This is my code. This code can run well. But when I delete "endl" in "cout << "Hello world!" << endl;", It can't run. This is what I get when delete endl

#include <iostream>
#include <cstring>

using namespace std;
int main()
{
    char * name;
    char * n = "aaaa";
    strcpy(name, n);
    cout << name;
    cout << "Hello world!" << endl;
    return 0;
}

The following is the code that deleted endl.

#include <iostream>
#include <cstring>

using namespace std;
int main()
{
    char * name;
    char * n = "aaaa";
    strcpy(name, n);
    cout << name;
    cout << "Hello world!";
    return 0;
}

Lets take a look at these lines:

char * name;
char * n = "aaaa";
strcpy(name, n);

The variable name is not initialized.
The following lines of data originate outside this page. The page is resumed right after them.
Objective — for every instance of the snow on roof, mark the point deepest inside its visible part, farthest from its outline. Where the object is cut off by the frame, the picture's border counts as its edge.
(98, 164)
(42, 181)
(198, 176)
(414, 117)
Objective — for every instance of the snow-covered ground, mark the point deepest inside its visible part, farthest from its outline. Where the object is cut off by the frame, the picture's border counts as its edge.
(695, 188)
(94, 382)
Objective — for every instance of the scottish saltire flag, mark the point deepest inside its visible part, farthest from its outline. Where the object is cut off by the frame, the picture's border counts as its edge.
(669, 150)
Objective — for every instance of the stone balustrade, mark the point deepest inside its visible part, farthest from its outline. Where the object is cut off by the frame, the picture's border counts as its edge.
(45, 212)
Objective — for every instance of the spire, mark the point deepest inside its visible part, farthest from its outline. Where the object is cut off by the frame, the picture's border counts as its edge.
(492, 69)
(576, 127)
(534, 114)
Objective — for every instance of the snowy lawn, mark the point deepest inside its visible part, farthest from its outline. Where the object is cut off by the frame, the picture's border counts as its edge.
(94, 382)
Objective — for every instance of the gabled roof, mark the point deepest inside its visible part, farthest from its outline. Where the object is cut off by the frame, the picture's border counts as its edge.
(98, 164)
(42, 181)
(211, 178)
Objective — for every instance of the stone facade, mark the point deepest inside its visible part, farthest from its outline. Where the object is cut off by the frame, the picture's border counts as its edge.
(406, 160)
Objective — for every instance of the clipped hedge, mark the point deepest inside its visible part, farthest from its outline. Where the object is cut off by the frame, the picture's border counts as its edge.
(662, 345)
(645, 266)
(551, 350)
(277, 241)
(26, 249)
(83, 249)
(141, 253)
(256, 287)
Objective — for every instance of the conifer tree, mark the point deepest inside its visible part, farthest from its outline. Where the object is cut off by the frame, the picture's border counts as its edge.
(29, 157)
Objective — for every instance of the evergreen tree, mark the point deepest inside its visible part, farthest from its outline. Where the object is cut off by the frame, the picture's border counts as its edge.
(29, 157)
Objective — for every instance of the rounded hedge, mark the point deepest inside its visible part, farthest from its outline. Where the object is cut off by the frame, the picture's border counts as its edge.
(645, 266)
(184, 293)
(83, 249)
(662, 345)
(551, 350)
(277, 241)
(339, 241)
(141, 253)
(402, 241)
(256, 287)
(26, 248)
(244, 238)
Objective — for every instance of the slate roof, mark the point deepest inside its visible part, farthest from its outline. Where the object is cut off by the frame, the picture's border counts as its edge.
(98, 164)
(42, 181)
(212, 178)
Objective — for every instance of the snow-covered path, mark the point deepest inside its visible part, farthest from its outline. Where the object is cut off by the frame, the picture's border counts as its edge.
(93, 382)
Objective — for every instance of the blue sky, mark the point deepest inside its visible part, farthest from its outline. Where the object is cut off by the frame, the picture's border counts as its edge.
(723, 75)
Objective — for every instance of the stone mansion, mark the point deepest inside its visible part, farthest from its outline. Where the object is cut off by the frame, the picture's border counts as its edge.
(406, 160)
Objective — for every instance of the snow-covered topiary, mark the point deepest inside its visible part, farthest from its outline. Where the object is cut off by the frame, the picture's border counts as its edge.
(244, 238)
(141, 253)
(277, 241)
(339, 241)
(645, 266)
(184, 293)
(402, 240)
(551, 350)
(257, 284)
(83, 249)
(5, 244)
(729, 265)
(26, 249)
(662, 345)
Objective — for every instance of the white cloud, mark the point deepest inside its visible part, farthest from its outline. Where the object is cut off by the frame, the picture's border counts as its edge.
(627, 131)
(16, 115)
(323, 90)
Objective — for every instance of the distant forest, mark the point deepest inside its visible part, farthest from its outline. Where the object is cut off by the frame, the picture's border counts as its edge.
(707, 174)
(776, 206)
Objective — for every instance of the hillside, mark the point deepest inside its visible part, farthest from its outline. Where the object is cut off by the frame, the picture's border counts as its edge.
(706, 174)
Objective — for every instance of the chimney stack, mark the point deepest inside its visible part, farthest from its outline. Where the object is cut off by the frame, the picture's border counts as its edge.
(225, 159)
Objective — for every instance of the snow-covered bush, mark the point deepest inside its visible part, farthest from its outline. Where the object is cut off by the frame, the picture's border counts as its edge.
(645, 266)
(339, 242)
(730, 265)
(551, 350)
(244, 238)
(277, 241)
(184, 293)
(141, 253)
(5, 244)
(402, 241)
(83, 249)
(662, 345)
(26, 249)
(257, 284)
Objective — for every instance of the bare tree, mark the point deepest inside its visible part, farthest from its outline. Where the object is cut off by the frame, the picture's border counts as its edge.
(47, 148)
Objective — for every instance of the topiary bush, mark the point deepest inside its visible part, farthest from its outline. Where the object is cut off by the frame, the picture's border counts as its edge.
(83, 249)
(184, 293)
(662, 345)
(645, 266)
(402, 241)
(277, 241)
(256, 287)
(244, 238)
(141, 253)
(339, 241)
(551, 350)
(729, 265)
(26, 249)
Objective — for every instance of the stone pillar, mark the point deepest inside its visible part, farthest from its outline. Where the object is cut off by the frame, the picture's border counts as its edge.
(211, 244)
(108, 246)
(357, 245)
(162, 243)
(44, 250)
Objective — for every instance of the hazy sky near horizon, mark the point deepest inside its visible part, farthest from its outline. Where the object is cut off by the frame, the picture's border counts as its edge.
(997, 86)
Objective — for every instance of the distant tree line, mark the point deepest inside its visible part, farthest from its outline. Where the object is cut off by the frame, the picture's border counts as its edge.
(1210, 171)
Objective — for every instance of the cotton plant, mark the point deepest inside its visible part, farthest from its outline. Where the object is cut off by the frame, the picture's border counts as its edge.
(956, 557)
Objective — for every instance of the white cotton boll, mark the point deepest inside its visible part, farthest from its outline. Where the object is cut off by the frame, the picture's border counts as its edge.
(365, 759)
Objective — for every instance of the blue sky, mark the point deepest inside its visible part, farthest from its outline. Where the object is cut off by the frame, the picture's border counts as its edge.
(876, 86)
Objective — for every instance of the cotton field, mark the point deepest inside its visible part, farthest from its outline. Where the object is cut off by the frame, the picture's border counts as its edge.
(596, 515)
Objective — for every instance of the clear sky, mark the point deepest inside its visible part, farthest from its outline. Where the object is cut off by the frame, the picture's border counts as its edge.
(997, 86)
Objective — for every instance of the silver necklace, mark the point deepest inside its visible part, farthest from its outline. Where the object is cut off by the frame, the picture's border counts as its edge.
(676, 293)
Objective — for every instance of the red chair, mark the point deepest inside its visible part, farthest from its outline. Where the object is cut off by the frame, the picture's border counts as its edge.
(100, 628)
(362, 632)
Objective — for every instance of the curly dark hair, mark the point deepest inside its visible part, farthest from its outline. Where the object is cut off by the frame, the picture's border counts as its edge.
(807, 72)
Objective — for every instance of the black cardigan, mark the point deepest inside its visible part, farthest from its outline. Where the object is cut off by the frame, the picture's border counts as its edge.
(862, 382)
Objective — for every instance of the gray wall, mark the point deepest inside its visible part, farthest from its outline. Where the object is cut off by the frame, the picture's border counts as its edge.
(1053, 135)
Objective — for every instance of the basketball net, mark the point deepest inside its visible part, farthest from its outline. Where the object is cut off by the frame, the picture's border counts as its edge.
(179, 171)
It's contents is indeterminate and will be seemingly random. Using it as a destination for a strcpy call will lead to undefined behavior .

If you want to use C-style strings, you need to allocate memory for name , for example by using an array:

char name[128];

But if you are actually programming in C++, why don't you use the awesome classes that comes with the standard library? For example the std::string class that are very good at handling strings:

#include <string>
#include <iostream>

int main()
{
    std::string name;
    std::string n = "aaaa";

    name = n;

    std::cout << name << '\n';
    std::cout << "Hello world" << std::endl;
}

name is an uninitialized pointer : it points at some random memory location. When you strcpy to it, you trample five bytes at that location, replacing them with aaaa\\0 .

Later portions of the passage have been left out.